Un nuovo sistema in grado di prevedere la struttura chimica di un farmaco sotto analisi potrebbe aiutare a prevenire interazioni negative con altri farmaci, una delle principali cause di morte del paziente.
di Karen Hao
Secondo la FDA, più di 100.000 persone ricoverate negli Stati Uniti vengono uccise ogni anno a causa di interazioni avverse tra farmaci. I metodi clinici tradizionali volti ad evitare tali interazioni in fase di sviluppo del farmaco richiedono test fisici costosi e laboriosi, che cataloghino ogni singola interazione chimica del nuovo farmaco con quelle esistenti.
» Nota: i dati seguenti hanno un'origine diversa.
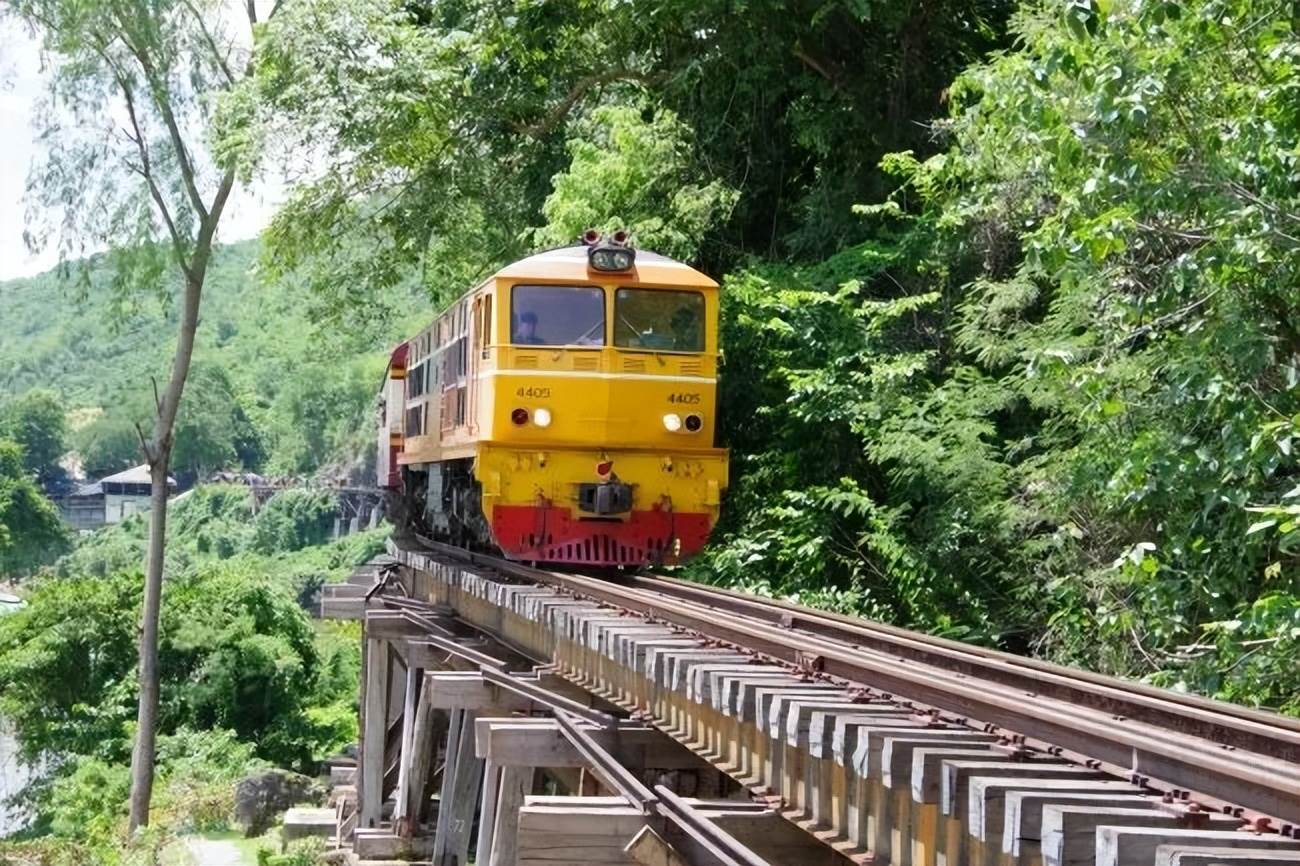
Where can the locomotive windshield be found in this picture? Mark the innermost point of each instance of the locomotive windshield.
(557, 316)
(659, 320)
Il nuovo sistema studia due farmaci diversi alla volta ed elabora una previsione sulle loro possibili interazioni. Per ottenere questo risultato, i ricercatori hanno prima dovuto sviluppare un nuovo metodo per rappresentare le strutture chimiche in 3D dei farmaci, utilizzando caratteri in un formato intelligibile per una rete neurale. La struttura chimica della melatonina, per esempio, viene rappresentata come “CC (= O) NCCC1 = CNc2c1cc (OC) cc2”, mentre la morfina è “CN1CCC23C4OC5 = C (O) C = CC (CC1C2C = CC4O) = C35”.
I ricercatori hanno quindi tradotto in questo formato un database completo delle interazioni farmacologiche note e lo hanno utilizzato per educare una rete neurale. Il sistema risultante prevede la probabilità che due farmaci abbiano un’interazione avversa e mette in evidenza le specifiche componenti della molecola che hanno dato origine alla previsione.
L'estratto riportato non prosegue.